350 per person for accommodation probably doesn't include breakfast.. But that morning we saw you Ji wake up early to clean up the coffee shop and prepare a tea and coffee corner for the guests. Nearby there was a tray of bananas that Bak asked, "Can I eat this?" Are you preparing it for the guests? He replied, "Yes." There is also rice porridge. Good, very cute.


That's even better than "worth it."


During our conversation with Mr. Ji, he revealed the story behind "Jeang Dara." The 25-year-old entrepreneur, who had recently completed his monkhood studies, never anticipated embarking on such a significant project. Inspired by his friends' encouragement, his passion for Lanna culture, and the availability of his father's rice field, he began working on the project in early February. Starting from scratch in the middle of the field, he gradually transformed his vision into reality, creating the now-famous "Jeang Dara," a popular tourist destination in Chiang Mai.

A young mother and her daughter, both skilled in the kitchen.

The mother's cooking is delicious.

The first and only cat that has been close to the author is Ploy.

Affectionate and playful, they stick together like toffee. Or perhaps they are like this with everyone? Maybe I'm just imagining things.

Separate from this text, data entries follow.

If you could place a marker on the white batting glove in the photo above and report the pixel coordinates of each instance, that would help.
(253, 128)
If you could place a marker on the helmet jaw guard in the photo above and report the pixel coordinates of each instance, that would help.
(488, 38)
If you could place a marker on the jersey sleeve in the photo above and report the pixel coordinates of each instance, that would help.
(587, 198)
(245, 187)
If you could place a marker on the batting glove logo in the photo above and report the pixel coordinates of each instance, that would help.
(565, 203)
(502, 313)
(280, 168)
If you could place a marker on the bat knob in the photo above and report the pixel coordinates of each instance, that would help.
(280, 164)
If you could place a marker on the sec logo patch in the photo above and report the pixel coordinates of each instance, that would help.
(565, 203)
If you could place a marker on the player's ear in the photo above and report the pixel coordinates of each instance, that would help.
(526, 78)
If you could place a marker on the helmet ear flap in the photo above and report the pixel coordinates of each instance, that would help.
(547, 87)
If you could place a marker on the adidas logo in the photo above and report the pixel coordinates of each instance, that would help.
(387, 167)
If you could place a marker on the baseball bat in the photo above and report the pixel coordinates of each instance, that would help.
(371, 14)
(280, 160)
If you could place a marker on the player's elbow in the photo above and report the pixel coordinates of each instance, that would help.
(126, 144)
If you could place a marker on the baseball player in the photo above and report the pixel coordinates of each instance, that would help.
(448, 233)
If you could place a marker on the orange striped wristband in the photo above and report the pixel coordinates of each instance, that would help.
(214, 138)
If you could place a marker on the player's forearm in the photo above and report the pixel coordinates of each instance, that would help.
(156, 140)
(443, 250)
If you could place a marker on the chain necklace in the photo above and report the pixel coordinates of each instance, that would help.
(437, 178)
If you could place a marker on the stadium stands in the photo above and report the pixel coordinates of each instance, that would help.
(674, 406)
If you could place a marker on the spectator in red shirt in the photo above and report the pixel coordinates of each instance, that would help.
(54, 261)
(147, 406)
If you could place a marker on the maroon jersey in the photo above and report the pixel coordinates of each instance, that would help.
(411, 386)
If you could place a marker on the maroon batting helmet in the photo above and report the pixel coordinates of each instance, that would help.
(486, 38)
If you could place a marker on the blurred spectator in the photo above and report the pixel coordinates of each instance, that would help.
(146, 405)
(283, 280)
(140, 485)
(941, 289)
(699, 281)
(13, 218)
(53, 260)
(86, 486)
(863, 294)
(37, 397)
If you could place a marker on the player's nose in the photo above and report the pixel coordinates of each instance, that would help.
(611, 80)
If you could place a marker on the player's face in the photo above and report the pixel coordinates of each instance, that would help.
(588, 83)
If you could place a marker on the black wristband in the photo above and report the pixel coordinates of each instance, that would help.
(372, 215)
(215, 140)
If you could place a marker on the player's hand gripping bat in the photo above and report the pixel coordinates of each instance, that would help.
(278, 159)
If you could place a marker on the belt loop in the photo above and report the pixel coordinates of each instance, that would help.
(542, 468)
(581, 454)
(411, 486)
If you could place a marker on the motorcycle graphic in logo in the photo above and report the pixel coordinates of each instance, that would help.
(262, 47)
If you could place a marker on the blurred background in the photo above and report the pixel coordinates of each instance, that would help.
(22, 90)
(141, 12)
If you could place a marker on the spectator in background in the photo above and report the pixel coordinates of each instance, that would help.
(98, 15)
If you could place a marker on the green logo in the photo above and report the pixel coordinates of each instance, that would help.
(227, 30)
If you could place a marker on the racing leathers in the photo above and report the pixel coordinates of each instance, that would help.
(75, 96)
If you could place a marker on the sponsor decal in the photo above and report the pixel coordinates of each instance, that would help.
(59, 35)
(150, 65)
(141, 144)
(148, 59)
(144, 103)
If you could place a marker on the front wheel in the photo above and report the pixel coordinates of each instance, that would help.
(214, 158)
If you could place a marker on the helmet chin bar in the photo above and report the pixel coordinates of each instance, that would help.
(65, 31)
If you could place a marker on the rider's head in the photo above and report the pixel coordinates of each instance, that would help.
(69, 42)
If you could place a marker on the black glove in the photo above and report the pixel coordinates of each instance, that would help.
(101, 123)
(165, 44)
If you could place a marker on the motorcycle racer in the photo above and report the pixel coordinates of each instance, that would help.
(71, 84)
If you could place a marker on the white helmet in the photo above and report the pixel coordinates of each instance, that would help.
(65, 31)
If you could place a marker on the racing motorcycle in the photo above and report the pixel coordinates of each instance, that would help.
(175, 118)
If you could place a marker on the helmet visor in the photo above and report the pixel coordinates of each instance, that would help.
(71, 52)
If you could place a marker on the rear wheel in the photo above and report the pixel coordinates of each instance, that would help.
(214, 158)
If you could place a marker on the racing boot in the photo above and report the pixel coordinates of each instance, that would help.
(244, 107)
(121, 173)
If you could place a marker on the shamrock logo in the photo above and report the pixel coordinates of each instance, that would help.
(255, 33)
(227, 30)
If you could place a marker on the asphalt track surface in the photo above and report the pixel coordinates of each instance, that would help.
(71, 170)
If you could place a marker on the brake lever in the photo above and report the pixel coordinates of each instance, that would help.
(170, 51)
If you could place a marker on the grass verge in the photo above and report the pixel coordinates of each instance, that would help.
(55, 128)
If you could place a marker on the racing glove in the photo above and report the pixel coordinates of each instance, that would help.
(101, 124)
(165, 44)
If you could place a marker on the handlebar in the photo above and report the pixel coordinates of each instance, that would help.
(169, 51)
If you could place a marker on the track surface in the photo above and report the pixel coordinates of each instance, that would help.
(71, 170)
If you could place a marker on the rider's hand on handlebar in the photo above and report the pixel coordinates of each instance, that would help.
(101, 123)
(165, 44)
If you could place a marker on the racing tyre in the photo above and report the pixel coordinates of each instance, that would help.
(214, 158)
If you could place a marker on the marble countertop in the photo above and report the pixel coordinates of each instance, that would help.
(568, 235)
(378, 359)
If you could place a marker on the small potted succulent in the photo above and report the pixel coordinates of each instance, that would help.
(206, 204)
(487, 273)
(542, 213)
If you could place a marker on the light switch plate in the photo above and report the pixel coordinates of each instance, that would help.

Simple coffee and home-cooked rice porridge enjoyed with a million-dollar view.

I envy the people here.

Thorny trees that I desperately want to separate and plant.

Breakfast is ready. We took some photos around before leaving.

We brought back the freshness and positive energy to go home and continue working.

Next frame...

Let's do some portrait work.

(Please don't puke, don't roll your eyes, don't pout 555)


Long time no see...
It's been a while since I've held it in my hands.
Let's take a trip down memory lane with a couple of photos each. "Evidence."

Wildflowers are "beautiful" in their own place.

Everyone has value when they are in the right place.


I'm leaving now.

I have plans to visit many more scenic spots today.

I'm full from the simple meal with a million-dollar view.

We said goodbye to Chiang Dara,

the old man who greeted us and sent us off with blessings.

And last but not least, Peuy,

who impressed me by following us to the car. So cute.



The people here are kind, and the cats here are kind too.



Thank you for visiting "Chiang Dara" in Chiang Dao together.